Written in the FCC's national broadband plan presented to Congress in March, the latest emergency network proposal seeks to introduce more competition into the wireless market. Analysts said that could mean excluding the nation's biggest carriers -- AT&T and Verizon -- from bidding in the public-safety spectrum auction.
The FCC's plan has the support of smaller wireless carriers such as T-Mobile, which want to catch up with larger competitors that are building out mobile broadband networks to launch late this year.
In opposing the FCC plan, AT&T and Verizon have said they think the public safety community is better positioned to build its own network for first responders.
But analysts say that by giving those airwaves to public safety groups, the major carriers could suppress smaller competitors. The large carriers could lease from public safety groups excess spectrum needed to meet high user demand in cities such as New York and San Francisco, the analysts say.

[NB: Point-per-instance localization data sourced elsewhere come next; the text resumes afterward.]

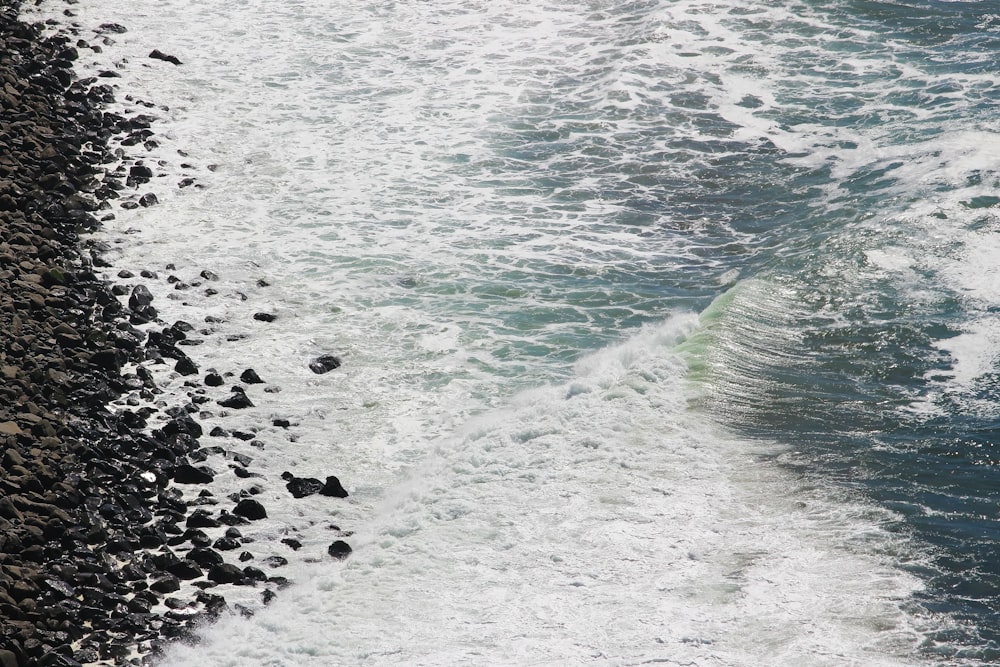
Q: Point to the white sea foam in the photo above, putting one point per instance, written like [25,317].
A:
[399,176]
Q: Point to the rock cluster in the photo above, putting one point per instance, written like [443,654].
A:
[96,539]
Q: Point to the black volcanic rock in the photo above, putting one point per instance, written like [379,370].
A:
[332,487]
[237,400]
[301,487]
[250,509]
[159,55]
[324,364]
[250,377]
[339,550]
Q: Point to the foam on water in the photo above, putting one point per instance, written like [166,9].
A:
[596,520]
[461,198]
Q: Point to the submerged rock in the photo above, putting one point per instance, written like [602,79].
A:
[324,364]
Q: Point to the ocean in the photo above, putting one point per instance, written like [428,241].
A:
[669,329]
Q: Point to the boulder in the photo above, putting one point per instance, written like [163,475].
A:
[324,364]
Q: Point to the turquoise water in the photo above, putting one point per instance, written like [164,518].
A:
[670,328]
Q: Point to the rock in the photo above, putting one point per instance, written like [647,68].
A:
[185,570]
[250,509]
[205,557]
[237,400]
[166,584]
[185,366]
[226,544]
[225,573]
[333,488]
[324,364]
[159,55]
[201,519]
[10,428]
[250,376]
[141,296]
[8,659]
[189,474]
[339,550]
[300,487]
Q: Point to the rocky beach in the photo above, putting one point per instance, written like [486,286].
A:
[103,557]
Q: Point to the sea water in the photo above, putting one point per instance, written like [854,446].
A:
[669,328]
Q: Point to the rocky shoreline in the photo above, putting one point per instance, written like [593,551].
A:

"A direct public safety allocation would keep another competitor out . . . and potentially open up commercial opportunities with public safety for Verizon and/or AT&T," said Jeffrey Silva, a policy director at Medley Global Advisors.
The FCC has also made it a goal to bring down the price of public safety devices from an average of $5,000 to prices more like those for high-end smartphones. The idea, officials have said, is for a police officer with a BlackBerry to be able to communicate with a medic with a Sprint Nextel HTC Evo.
That could cut into the dominance held by Motorola, which has an 80 percent share of the public safety device market, analysts said.